Re: Store_url_rewrite for squid 3+

From: Eliezer Croitoru <eliezer_at_ngtech.co.il>
Date: Fri, 07 Sep 2012 15:20:14 +0300

On 09/06/2012 09:04 PM, Alex Rousskov wrote:
> On 09/05/2012 06:58 PM, Amos Jeffries wrote:
> FWIW, I have not reviewed the store_url_rewrite code in Squid2 so I
> cannot answer the questions related to how it was done.
> I can suggest ways of doing this in Squid3, but since somebody already
> investigated all the alternatives, it would be better to hear the
> summary of the Squid2 implementation (as it relates to Store) before
> diving into Squid3 development.
squid2 form makes sense for me by the minute.
> The biggest question for me is why Squid2 code was storing multiple
> URLs with the cached object (if it was).
> Why cannot Store just work with the [rewritten] URL given to it and
> ignore the fact that some [store] URLs originated from some other
> [real] URLs?
I found the answer in the documentation at: 03_major_componenets:
"The Storage Manager is the glue between client and server
     sides. Every object saved in the cache is allocated a
     StoreEntry structure. While the object is being
     accessed, it also has a MemObject structure."
so I think the duplication was to preserve this structure and prevent
major api changes.
as far I get into the depth of the code I see how it's reasonable to
make this decision if you compare the loss and benefits .
loosing a few single(sometimes it's not) bytes of GB is cheap compared
to depth development time.

some calculations: youtube url will be about then 600 ascii letters and
before it was object = video but now it's about 1.7MB per chunk.
so the loss of about 600 bytes of space(am i right?) compares to 20
Million bytes gain?
well on 1.7MB it's something else but we are talking about 96Kb loss for
a video file.

> Are we trying to support going from a store_url_rewrite config back to
> regular config without losing some of the cached objects?
Since we are talking about a try for solution to solve a static objects
de-duplication I think it's not our case.
and even for a more dynamic one the case is always many->1 to achieve
better cache and it's a case that makes no sense in rolling back to a
dynamic url acquired per unique IP+COOKIE+TIME+other stuff.

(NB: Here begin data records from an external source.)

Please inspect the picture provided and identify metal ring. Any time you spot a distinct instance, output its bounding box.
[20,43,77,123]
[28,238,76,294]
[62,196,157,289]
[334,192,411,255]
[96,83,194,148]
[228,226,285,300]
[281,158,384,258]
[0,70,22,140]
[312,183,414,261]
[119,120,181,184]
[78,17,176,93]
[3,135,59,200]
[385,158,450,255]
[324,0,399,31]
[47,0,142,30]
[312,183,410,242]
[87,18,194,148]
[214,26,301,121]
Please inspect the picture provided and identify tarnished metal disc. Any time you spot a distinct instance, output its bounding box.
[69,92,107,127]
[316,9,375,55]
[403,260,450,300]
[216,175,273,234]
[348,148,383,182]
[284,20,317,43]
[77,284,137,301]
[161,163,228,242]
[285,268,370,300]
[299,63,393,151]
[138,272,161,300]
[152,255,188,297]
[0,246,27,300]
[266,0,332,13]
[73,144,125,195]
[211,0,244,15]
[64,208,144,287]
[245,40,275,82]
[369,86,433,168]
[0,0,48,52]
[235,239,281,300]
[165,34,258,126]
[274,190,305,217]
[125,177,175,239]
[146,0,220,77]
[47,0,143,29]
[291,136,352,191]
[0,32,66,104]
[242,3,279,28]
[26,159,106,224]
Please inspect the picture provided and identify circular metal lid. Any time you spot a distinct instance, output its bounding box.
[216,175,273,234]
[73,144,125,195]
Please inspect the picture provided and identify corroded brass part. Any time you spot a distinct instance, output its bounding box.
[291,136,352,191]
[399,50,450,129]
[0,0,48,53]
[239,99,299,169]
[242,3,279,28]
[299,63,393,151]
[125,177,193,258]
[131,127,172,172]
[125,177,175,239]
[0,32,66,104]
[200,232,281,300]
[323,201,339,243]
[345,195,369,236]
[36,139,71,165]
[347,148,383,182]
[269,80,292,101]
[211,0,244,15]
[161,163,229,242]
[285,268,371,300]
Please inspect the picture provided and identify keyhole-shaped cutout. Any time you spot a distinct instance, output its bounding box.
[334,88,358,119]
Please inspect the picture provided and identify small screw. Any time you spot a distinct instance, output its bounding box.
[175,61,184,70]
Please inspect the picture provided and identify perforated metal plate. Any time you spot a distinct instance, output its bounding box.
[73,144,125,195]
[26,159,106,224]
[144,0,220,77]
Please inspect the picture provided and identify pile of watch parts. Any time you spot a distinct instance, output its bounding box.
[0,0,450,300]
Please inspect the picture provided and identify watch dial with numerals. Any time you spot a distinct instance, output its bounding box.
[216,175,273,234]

It will make sense if there was a plan for rebuilding the cached objects
and the storeurl in store but it's seems like too intensive task to hand
it like a reasonable regular usage case.

If someone have this kind of cases he should migrate from generic
cache-proxy to a more specific task customized proxy.(still not seems
like a reasonable request for anything unless you want to be the
CIA\KGB\FBI and collect data)

<SNIP>

>>> ? question how cachemgr gets the list of urls in memory?
> You might be confusing "cache manager" (the thing that responds to
> "squidclient mgr:info" requests) with Store. Also, you should not think
> in terms of memory (RAM) because some objects are only cached on disk.
> It is best to think of Store as a collection of stored objects, ignoring
> their particular location (memory or disk) to the extent possible.
no no i was talking about mgr:info ..
this not related in straight connection but I had a question about it in
the past and will leave that to somewhere in the future.

but related to to store_url there was something that prevented
mgr:what-ever-gives-data-on-cached-objects that it wont show the
store_url objects.
after understanding how it was coded it's pretty obviates how and why
this happened and it can be prevented during new development while
structuring the data correctly.

> Store can get a list of cached objects by iterating through store_table
> and other store indexes. In general, you should not assume that it is
> possible to get a list of all cached URLs in any efficient/practical
> fashion because not all in-RAM indexes store URLs. It is only possible
> to get an answer to the following question:
>
> * Is a response with cache key K likely to be in Squid cache now?
>
> Where cache key is a hash computed over the request method, request URI,
> and other properties.
this is what I remember.
so for the new development there should be an option to do that but also
do the rewriting of the url before checking that or more practically to
change the cache key calculations if there is a store_url present for
the request.

> <SNIP>
> The Store is too big and complex of an API to accurately describe in an
> email IMO. I would be happy to answer specific questions about the stuff
> I know, but you may have to research how things work as there is no
> comprehensive documentation yet.

just need major points in the process mentioned before. but will take
sometime until I will review more code to not make any basic stand on
the subject.

I do have an approach that I want to check and Its' based on finding
all\specific mem_object operations and object creation in the code.
now I'm struggling to juggle find and mark the points.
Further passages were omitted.